The basic tenet of this belief is this:

The more choice you have in potential spouses, the greater the possibility that you will land your ideal mate, and therefore the greater the chance that you will end up in a happy marriage and remain happily married for life. 

The fewer choices you have, the greater the likelihood that you will settle for someone less than ideal. You will opt for the best of your self-limited pool of candidates. Perhaps you'll never even be exposed to the ideal. Never understand what the ideal could be. 


If I have 100 potential spouses in my dating pool, for example, and you only have 25 in your dating pool, the chances that I will find happiness is far better than yours. 

Therefore, it only serves to reason that bisexual people have the greatest opportunity at the ideal spouse. While heterosexual people automatically limit their choices by 50%, bisexuals do not.

The world is their oyster.

There are men who I have loved, for example, who I could not marry because I was not physically attracted to them. A bisexual person might have had that opportunity.

Sex and gender are not limiting factors for these lucky people.  

If you only date within your race, you also have less choice and therefore less opportunity at finding the ideal spouse. If you only date within a race that is also a minority, then your choices are increasingly limited.

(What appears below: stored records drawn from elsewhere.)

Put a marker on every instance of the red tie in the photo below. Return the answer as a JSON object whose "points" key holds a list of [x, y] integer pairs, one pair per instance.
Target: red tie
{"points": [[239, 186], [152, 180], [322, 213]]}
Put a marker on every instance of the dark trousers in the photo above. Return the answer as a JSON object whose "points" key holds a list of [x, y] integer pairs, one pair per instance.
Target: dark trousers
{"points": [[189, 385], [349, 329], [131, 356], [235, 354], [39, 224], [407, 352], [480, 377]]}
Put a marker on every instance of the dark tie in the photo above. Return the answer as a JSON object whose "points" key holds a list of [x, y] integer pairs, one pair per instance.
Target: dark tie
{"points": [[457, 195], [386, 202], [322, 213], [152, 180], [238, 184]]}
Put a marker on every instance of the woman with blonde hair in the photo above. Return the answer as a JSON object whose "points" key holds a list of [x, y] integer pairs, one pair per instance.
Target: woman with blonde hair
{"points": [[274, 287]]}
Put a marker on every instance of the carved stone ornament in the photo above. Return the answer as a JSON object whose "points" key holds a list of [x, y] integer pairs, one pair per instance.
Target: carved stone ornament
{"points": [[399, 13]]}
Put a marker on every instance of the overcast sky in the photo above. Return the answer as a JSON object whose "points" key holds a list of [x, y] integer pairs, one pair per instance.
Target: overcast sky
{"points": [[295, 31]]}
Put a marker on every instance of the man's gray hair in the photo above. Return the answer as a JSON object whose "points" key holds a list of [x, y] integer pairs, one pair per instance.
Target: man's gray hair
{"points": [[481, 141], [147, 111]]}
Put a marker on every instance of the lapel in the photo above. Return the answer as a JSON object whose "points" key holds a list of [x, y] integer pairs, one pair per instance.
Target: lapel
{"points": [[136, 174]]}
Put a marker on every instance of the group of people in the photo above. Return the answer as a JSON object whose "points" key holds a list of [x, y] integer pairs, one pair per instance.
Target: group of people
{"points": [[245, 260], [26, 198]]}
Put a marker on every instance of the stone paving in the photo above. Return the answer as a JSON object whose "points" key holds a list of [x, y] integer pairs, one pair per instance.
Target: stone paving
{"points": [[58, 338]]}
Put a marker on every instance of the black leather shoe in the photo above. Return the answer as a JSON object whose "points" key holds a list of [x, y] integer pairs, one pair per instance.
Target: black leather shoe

The same goes for religion. If you’re Jewish, for example, and you will only date within your religion, you have limited your choices enormously, particularly if you're living in the United States, where less than three percent of the population is Jewish.

And some places are more challenging than others. If you live in the Dakotas, there are fewer than 1,000 Jews between the two states. This means that there are only 500 potential dating partners, and only if every Jew in the Dakotas is single. 

It's a miracle that any Jew in the Dakotas finds any fellow Jew to marry. 

And if your brand of Judaism plays a role, too, your percentages are reduced even further. Once you start slicing the religious pie into slivers, the numbers get exceedingly small/ 

My wife is Jewish. Thankfully, she did not limit her choices of people who shared her religion. If she did (as many Jews do), we would not be together today, and Clara and Charlie would not exist. 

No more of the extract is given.